Dedicated operations road bypasses

time to read 2 min | 398 words

We care very deeply about the operations side of RavenDB. Support calls are almost never about “where are you? I want to send you some wine & roses”, and they tend to come at unpleasant timing. One of the things that we had learnt was that when stuff breaks, it tend to do so in ways that are… interesting.

Let me tell you a story…

A long time ago, a customer was using an index definition that relied on the presence of a custom assembly to enrich the API available for indexing. During the upgrade process from one major version of RavenDB to the next, they didn’t take into account that they need to also update the customer assembly.

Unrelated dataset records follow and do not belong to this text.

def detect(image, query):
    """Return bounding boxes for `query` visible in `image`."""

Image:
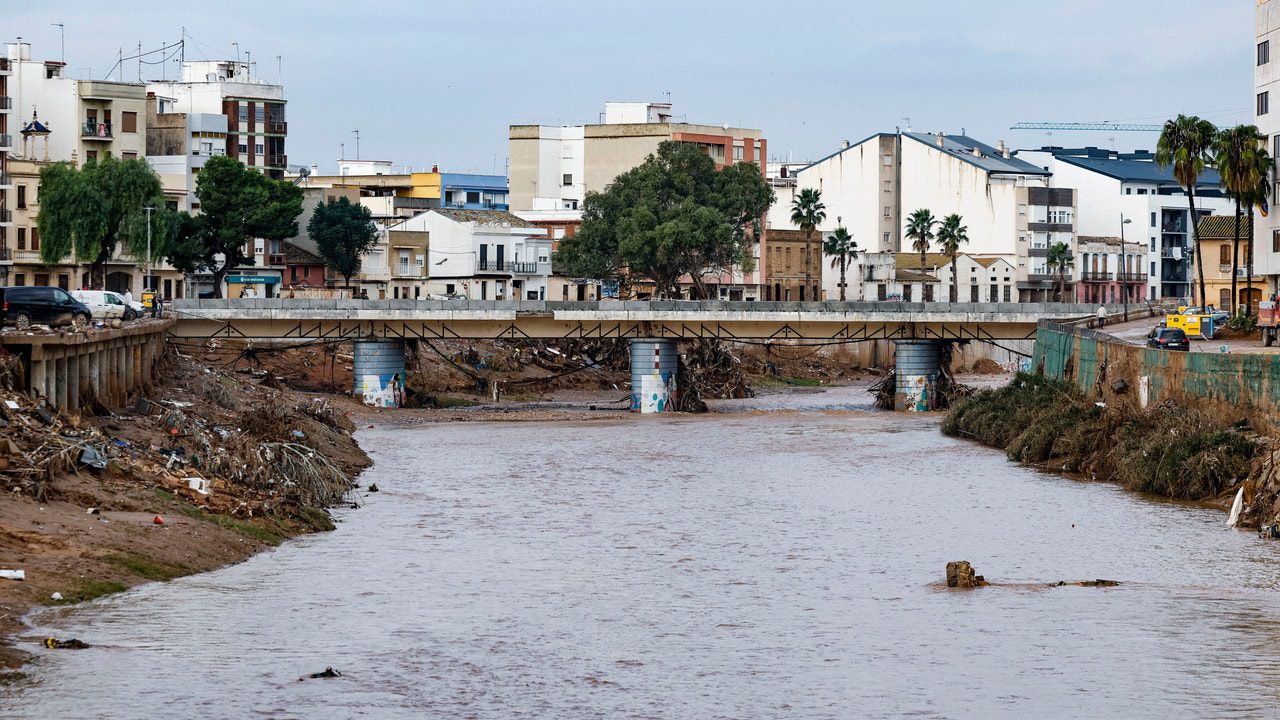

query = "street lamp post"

[142,205,156,290]
[1120,213,1133,323]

When they tried to start RavenDB, it failed because of the version mismatch, since they weren’t actually using that index anyway. The customer then removed the assembly, and started RavenDB again. At this point, the following sequence of events happened:

  • The database started, saw that it is using an old version of the storage format, and converted to the current version of the storage format.
  • The database started to load the indexes, but the index definition was invalid without the customer assembly, so it failed. (Index definitions are validated at save time, so the code didn’t double check that at the time).

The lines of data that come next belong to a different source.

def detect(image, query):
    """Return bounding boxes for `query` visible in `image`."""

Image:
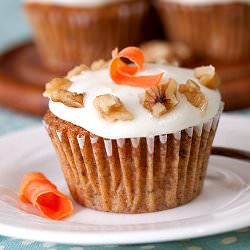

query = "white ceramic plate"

[0,115,250,245]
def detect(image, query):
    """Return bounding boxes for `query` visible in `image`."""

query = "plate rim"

[0,114,250,246]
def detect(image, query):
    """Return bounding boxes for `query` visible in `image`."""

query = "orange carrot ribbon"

[110,47,164,88]
[18,173,74,220]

The customer was now stuck, the database format was already converted, so in order to rollback, they would need to restore from backup. They could also not remove the index from the database, because the database wouldn’t start to let them do so. Catch 22.

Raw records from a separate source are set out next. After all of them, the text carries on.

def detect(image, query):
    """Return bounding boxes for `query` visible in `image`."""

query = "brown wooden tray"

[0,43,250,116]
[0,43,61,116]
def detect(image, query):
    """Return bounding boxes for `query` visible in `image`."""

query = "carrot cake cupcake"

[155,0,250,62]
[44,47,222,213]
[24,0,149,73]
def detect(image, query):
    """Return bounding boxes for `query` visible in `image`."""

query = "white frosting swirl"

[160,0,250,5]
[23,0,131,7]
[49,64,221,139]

At this point, the admin went into the IndexDefinitions directory, and deleted the BadIndex.index-definition file, and restarted RavenDB again. The database then recognized that the index definition is missing, but the index exists, deleted the index from the server, and run happily ever after.

Operations road bypass is our terminology for giving administrators a path to changing internal state in our system using standard tools, without requiring the system to be up and functioning. The example with the index definition is a good one, because the sole reason we keep the index definition on disk is to allow administrators the ability to touch them without needing RavenDB in a healthy state.

What do you do in your system to make it possible for the admin to recover from impossible situations?